Who we are. What we do. Who we know.

It's only after these things are established that we can choose to either continue the conversation and begin building a relationship with that person or decide we aren't interested in getting to know them better and turn away.

It struck me that Jesus tells us about who he is in this same way in John 10.

“I am the good shepherd. The good shepherd lays down his life for the sheep. ... I am the good shepherd; I know my sheep and my sheep know me—just as the Father knows me and I know the Father—and I lay down my life for the sheep.”

— JOHN 10:11, 14-15

Who He is. What He does. Who He knows.

And, like expected, after He establishes these things with the crowd around him, some reject it and turn away, and some defend Him and challenge the doubters.

I can imagine if Jesus was in that crowded house with me last week, a paper bowl of soup in hand like the rest of us, that He would have seemed like the rest of us, mingling around answering questions and sharing information and shaking lots of hands. 

I also think that most of us that night were (whether we realized it or not) trying to put our best foot forward and make positive first impressions. Where my introverted self would have preferred just talking to my one good friend the whole night, I found myself meeting several new people, listening to one guy share enthusiastically about his faith, laughing at bad jokes, and standing in circles of strangers instead of just with one friend. I cared what these people thought of me, especially since I didn't know most of them and wanted them to think I was cool, attractive, fun, engaging, etc. I tried to make my job situation seem fun and exciting, even though most days it's draining and taxing. I laughed often and cracked jokes and tried to seem "on."

Why? 

The passage in John ends with some of the crowd saying that Jesus must be demon-possessed and raving mad. Some of the crowd sticks up for him in response. And then the story moves on to another day. It doesn't really seem to me like it bothered Jesus all that much what people thought of Him.

I think if Jesus had been at that gathering, He would have made some friends and He would have weirded some people out. And I really don't think He would have been all that wrecked by it. Reading through the Gospels, it's pretty clear that Jesus was no stranger to adversity and controversy and having enemies. 
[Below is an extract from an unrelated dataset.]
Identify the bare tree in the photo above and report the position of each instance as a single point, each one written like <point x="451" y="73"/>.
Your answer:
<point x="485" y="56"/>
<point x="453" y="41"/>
And yet, there I was, trying to act cool and fun and attractive to these people instead of just confidently being who I was.

I don't think Jesus didn't care that people thought He was raving mad-- I'm very sure that He would have much rather those people loved Him and chosen to follow Him and walk in faith...but He wasn't deterred in His ministry and His life by their lack of approval.

I don't think anybody has ever called me demon-possessed or raving mad (pretty intense things to say, honestly) but I've been deterred and discouraged by much less. 

Why?

There's no way every person at that gathering was going to want to be my best friend. There's no way every one of them would have liked me. I didn't really need to act like anyone or anything I wasn't just to try to win them over and make them like me. I didn't need to try to make my job seem glamorous or laugh at jokes I didn't find funny or anything like that.

I just need to follow the example Jesus set. Confidently declaring who I am, what I do, who I know, knowing that some may approve and some may think I'm crazy and flat out reject me.

Who am I? Beloved. A daughter of the King. Forgiven, redeemed, free, alive, brave, beautiful, known.

What do I do? Worship my Creator, walk by faith, trust Him, surrender, follow, believe.

Who do I know? The Lord of the Universe, the King of Kings, the Alpha and Omega, the Prince of Peace, the Son of God, my Savior and Friend.